GD : One of the most important things for me and the reason why I love your work, is its particular economy. That is, how to get a maximum of sensitive or conceptual effects with the minimum means. You make all your performances and all your works without any tools or props, using only very simple gestures, more or less instinctive. To not use any new object, to use what is already there, recycle things or gestures : could we in fact talk about an “ecology” of work rather than an economy of work ?

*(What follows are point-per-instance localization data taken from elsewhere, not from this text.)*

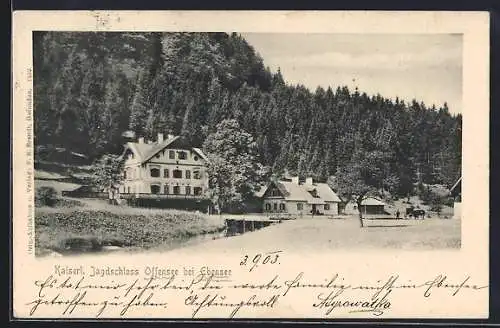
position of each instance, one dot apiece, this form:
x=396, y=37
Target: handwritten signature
x=203, y=292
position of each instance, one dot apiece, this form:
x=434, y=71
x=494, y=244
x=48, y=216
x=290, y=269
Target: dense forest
x=92, y=87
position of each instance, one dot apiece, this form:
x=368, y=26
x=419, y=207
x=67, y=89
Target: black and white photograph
x=189, y=165
x=164, y=140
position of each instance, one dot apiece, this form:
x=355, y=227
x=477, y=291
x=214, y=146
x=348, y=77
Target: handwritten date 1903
x=253, y=262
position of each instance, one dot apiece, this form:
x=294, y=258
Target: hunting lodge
x=166, y=170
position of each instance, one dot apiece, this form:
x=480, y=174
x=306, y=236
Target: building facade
x=299, y=198
x=164, y=169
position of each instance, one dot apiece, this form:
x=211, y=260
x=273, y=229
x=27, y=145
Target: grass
x=97, y=224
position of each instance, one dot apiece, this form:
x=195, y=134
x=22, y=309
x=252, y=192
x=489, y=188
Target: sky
x=427, y=67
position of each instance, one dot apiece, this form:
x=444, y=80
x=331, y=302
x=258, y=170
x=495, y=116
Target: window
x=275, y=192
x=155, y=173
x=155, y=189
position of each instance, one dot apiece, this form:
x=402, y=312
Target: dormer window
x=314, y=193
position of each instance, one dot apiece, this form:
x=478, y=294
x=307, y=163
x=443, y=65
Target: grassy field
x=324, y=235
x=97, y=225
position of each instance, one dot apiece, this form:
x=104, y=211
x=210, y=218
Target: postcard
x=250, y=165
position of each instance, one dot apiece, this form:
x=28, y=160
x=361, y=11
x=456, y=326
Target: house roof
x=303, y=192
x=147, y=151
x=371, y=201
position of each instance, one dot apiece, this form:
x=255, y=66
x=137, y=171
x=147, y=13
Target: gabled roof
x=303, y=192
x=457, y=185
x=145, y=151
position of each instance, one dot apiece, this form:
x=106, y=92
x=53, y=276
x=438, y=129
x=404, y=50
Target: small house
x=169, y=171
x=291, y=196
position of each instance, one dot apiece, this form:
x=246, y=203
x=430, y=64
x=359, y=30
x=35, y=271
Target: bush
x=46, y=196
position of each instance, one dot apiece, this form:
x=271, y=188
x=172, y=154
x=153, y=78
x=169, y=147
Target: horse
x=416, y=213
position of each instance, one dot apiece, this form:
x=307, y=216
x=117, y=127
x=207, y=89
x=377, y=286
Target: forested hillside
x=91, y=87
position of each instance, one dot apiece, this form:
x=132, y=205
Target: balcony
x=161, y=196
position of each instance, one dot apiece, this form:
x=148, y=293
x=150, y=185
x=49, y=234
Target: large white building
x=165, y=168
x=299, y=198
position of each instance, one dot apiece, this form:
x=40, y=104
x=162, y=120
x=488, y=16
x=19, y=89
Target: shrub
x=46, y=196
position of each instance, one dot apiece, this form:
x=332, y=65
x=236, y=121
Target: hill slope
x=91, y=87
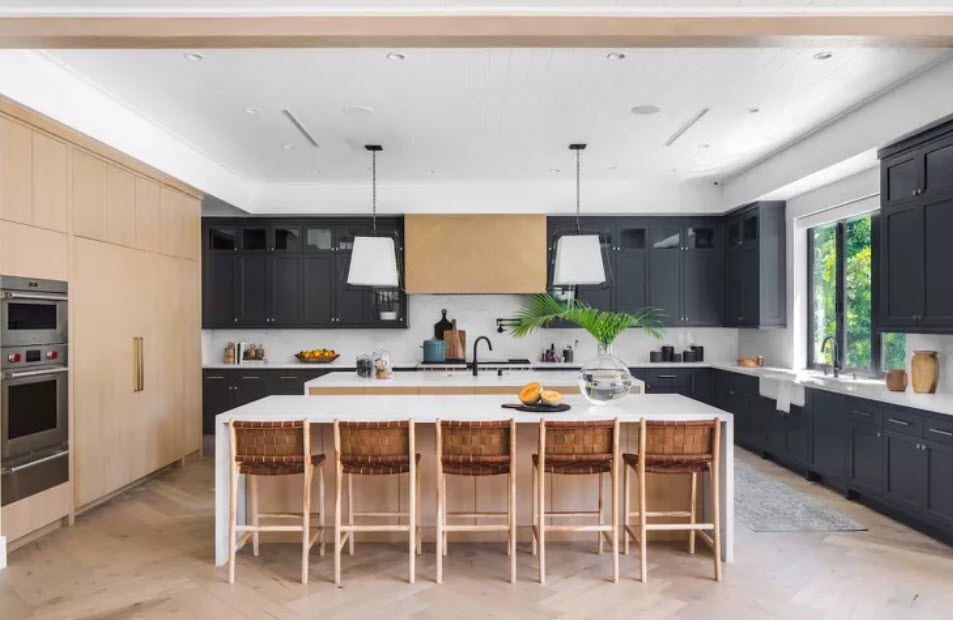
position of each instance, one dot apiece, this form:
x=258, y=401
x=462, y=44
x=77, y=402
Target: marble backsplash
x=477, y=315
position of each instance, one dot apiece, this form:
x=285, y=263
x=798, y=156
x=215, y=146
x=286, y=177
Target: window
x=841, y=299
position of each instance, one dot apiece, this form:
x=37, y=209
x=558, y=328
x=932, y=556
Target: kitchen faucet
x=835, y=366
x=475, y=343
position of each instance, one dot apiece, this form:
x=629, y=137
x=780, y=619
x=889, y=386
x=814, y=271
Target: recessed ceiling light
x=644, y=110
x=359, y=110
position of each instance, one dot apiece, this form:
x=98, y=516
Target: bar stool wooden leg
x=540, y=524
x=350, y=513
x=306, y=520
x=626, y=509
x=253, y=508
x=412, y=502
x=691, y=533
x=535, y=518
x=232, y=517
x=602, y=492
x=321, y=535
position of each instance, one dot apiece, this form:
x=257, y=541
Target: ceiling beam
x=475, y=31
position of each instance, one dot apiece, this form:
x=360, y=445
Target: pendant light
x=578, y=256
x=373, y=258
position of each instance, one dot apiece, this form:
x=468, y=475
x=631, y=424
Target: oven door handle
x=35, y=373
x=49, y=457
x=38, y=296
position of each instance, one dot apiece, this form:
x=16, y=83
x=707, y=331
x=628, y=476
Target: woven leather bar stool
x=273, y=449
x=675, y=448
x=475, y=449
x=375, y=449
x=576, y=449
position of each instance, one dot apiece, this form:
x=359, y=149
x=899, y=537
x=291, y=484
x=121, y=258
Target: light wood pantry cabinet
x=34, y=184
x=136, y=364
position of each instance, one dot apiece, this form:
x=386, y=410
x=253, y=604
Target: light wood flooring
x=148, y=554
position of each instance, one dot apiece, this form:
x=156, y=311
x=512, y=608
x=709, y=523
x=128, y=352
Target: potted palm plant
x=604, y=378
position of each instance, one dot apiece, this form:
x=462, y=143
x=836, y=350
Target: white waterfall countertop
x=488, y=377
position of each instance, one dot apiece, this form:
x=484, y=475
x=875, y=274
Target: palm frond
x=542, y=309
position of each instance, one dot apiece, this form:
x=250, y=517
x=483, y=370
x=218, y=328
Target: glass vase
x=605, y=378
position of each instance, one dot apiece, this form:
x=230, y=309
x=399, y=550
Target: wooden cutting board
x=456, y=340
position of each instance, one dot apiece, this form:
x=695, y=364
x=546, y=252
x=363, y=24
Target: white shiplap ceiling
x=491, y=114
x=344, y=6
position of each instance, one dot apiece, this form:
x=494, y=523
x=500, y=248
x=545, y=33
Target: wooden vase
x=925, y=370
x=897, y=380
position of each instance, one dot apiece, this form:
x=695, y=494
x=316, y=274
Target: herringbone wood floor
x=148, y=554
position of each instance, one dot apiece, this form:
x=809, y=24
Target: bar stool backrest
x=588, y=438
x=467, y=439
x=672, y=438
x=269, y=442
x=375, y=441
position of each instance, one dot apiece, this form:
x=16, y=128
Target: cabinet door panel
x=867, y=453
x=219, y=290
x=703, y=288
x=940, y=485
x=16, y=172
x=286, y=289
x=120, y=224
x=938, y=257
x=318, y=289
x=903, y=265
x=253, y=289
x=147, y=214
x=905, y=481
x=50, y=183
x=89, y=195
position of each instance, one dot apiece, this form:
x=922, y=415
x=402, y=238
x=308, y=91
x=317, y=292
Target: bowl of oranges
x=317, y=356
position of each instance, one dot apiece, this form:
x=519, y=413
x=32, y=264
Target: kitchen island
x=485, y=493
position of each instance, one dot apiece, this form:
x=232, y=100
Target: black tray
x=538, y=408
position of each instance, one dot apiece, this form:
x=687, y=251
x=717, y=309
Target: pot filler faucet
x=476, y=366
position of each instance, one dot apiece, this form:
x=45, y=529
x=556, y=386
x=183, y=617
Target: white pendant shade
x=578, y=261
x=373, y=263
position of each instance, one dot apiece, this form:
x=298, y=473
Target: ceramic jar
x=925, y=370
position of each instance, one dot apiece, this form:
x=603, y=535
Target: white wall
x=474, y=313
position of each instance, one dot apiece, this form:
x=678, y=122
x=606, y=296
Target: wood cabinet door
x=147, y=214
x=938, y=258
x=903, y=270
x=905, y=471
x=50, y=183
x=867, y=452
x=89, y=195
x=120, y=224
x=16, y=172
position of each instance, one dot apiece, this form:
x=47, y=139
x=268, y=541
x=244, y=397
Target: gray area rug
x=766, y=505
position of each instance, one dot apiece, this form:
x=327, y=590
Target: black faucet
x=835, y=367
x=476, y=367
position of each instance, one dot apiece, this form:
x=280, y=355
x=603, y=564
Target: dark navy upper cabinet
x=916, y=185
x=755, y=274
x=285, y=272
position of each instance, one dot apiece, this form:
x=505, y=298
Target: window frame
x=876, y=337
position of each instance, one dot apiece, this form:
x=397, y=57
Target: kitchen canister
x=924, y=371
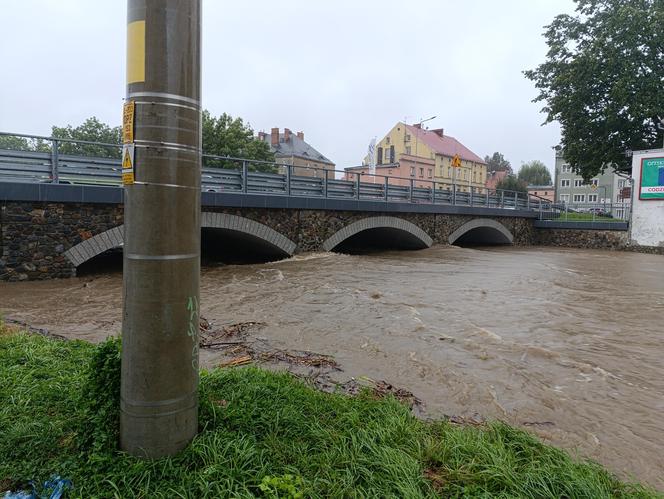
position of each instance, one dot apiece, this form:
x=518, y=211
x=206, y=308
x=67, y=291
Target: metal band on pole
x=159, y=388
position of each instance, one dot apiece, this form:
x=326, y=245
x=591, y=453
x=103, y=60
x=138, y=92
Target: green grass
x=262, y=434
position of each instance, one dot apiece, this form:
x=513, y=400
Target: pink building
x=543, y=191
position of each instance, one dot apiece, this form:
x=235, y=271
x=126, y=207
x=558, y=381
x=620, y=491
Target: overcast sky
x=341, y=71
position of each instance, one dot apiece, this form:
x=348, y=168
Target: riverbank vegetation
x=262, y=434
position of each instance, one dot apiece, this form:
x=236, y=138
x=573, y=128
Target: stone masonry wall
x=591, y=239
x=579, y=238
x=34, y=236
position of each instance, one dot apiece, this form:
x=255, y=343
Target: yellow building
x=428, y=155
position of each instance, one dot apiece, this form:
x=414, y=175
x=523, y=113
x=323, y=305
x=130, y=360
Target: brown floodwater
x=565, y=343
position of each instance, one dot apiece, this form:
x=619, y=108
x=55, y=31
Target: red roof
x=445, y=145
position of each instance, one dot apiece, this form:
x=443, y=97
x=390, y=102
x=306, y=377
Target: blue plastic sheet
x=52, y=489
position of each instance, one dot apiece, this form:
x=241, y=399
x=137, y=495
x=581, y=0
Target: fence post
x=54, y=162
x=325, y=184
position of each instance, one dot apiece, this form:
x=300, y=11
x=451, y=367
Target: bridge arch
x=402, y=233
x=114, y=238
x=256, y=231
x=481, y=231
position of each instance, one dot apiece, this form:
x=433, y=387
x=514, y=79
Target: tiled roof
x=296, y=147
x=445, y=145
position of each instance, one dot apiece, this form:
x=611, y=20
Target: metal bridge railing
x=587, y=212
x=34, y=158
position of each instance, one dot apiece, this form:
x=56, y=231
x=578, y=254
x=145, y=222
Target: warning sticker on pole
x=128, y=164
x=652, y=179
x=128, y=122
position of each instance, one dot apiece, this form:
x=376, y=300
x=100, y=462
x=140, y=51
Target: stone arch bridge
x=45, y=238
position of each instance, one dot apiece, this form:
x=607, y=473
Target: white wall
x=647, y=224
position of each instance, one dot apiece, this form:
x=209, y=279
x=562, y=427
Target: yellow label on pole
x=128, y=122
x=136, y=52
x=128, y=164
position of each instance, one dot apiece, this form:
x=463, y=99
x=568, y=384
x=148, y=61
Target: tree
x=534, y=173
x=602, y=81
x=497, y=163
x=228, y=136
x=511, y=183
x=92, y=130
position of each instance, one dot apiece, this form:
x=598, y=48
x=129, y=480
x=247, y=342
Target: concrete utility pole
x=162, y=118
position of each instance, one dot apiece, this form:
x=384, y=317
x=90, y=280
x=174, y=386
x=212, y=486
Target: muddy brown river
x=565, y=343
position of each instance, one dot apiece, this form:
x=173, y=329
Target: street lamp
x=420, y=127
x=417, y=133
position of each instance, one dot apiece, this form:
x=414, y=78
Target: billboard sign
x=652, y=178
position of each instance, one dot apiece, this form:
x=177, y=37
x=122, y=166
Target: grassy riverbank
x=262, y=434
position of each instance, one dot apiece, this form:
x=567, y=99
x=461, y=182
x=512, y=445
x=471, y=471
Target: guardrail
x=53, y=160
x=587, y=212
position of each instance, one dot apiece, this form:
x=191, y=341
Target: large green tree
x=511, y=183
x=91, y=130
x=497, y=163
x=228, y=136
x=534, y=173
x=602, y=81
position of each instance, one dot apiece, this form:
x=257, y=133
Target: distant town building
x=543, y=191
x=607, y=188
x=425, y=156
x=493, y=178
x=291, y=149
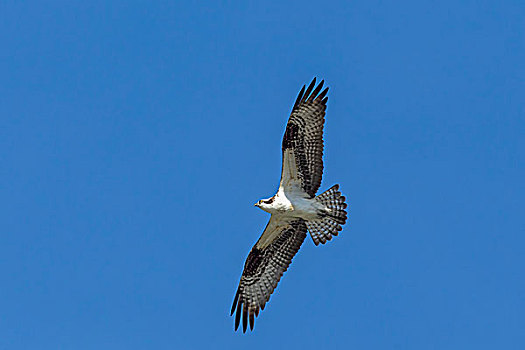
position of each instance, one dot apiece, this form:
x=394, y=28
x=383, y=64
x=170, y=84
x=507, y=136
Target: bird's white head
x=266, y=204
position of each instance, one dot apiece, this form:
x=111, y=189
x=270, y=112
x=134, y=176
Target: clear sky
x=135, y=137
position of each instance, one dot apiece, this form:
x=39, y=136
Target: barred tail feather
x=329, y=223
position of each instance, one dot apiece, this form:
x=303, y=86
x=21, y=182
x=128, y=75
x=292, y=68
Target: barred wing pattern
x=303, y=141
x=266, y=263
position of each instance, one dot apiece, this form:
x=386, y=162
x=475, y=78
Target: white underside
x=294, y=203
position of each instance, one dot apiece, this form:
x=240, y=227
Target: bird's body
x=293, y=203
x=295, y=208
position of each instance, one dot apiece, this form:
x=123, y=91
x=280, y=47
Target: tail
x=330, y=221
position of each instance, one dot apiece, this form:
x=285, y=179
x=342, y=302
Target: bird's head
x=265, y=204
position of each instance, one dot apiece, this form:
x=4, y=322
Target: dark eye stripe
x=269, y=201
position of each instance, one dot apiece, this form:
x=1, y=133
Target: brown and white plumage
x=295, y=209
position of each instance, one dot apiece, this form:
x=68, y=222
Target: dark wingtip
x=322, y=94
x=244, y=318
x=316, y=91
x=235, y=302
x=238, y=317
x=309, y=89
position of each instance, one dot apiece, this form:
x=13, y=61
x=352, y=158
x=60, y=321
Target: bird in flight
x=295, y=208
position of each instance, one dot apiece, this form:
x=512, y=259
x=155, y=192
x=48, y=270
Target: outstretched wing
x=266, y=263
x=303, y=141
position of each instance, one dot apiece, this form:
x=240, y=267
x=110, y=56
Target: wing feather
x=303, y=141
x=265, y=265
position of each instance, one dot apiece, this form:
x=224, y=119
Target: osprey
x=295, y=208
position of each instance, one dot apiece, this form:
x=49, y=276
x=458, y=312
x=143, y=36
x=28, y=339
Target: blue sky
x=136, y=136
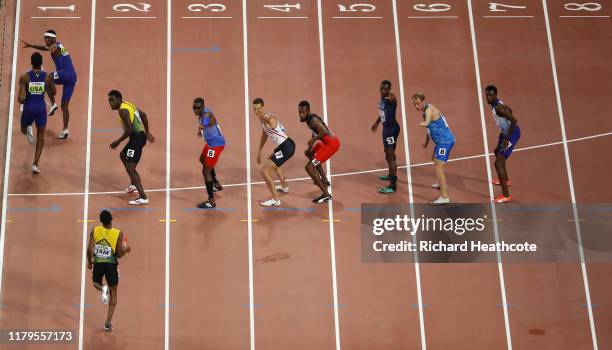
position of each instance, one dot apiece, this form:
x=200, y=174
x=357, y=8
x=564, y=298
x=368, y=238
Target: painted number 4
x=587, y=6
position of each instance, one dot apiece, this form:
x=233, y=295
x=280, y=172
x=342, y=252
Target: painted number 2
x=203, y=7
x=432, y=7
x=587, y=6
x=357, y=7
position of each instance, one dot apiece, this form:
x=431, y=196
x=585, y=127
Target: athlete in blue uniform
x=386, y=114
x=64, y=74
x=208, y=129
x=508, y=137
x=32, y=88
x=439, y=132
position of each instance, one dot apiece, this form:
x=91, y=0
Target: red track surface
x=293, y=274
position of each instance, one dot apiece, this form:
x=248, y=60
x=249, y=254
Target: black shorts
x=390, y=134
x=109, y=270
x=283, y=152
x=133, y=150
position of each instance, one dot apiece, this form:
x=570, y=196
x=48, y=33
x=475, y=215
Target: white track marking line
x=9, y=139
x=247, y=108
x=359, y=172
x=87, y=172
x=570, y=178
x=500, y=267
x=417, y=266
x=168, y=168
x=332, y=242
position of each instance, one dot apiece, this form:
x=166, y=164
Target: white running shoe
x=30, y=134
x=280, y=188
x=139, y=201
x=271, y=203
x=63, y=135
x=53, y=109
x=105, y=296
x=440, y=201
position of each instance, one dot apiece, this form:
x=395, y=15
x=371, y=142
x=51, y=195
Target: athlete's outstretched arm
x=22, y=89
x=145, y=122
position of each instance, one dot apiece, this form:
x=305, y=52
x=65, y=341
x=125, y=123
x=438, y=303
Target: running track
x=243, y=277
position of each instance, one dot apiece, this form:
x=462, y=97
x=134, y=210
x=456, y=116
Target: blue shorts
x=34, y=114
x=390, y=134
x=66, y=77
x=513, y=140
x=442, y=151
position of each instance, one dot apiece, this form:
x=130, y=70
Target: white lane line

JK : Yes, absolutely, and this is for me one of the most important things. The use of the most common and accessible things. This is what excited me the most when I discovered conceptual art : the fact that we don’t need any material or specific skills to create something. From the beginning, the starting condition was : I will use nothing but my own body. The question of recycling is what makes the link between all the things that I’ve done : to always use already existing things but transforming them. It was already the case in my early works, paintings I was making using drawings taken out from art magazines or science books, for example. It was already the reuse of a quote or of someone else’s way of doing.

GD : Your work often sets limits between art and life in terms of visibility, economy, audience, etc. What makes it art and not an attitude ?

JK : When I was doing these actions in the 70s, even if there was almost no audience, even if they were almost invisible, there was no doubt for me that it was art, that I wanted to do art. It’s this intimate belief, very profound and very assertive which makes it art. I believe this is enough.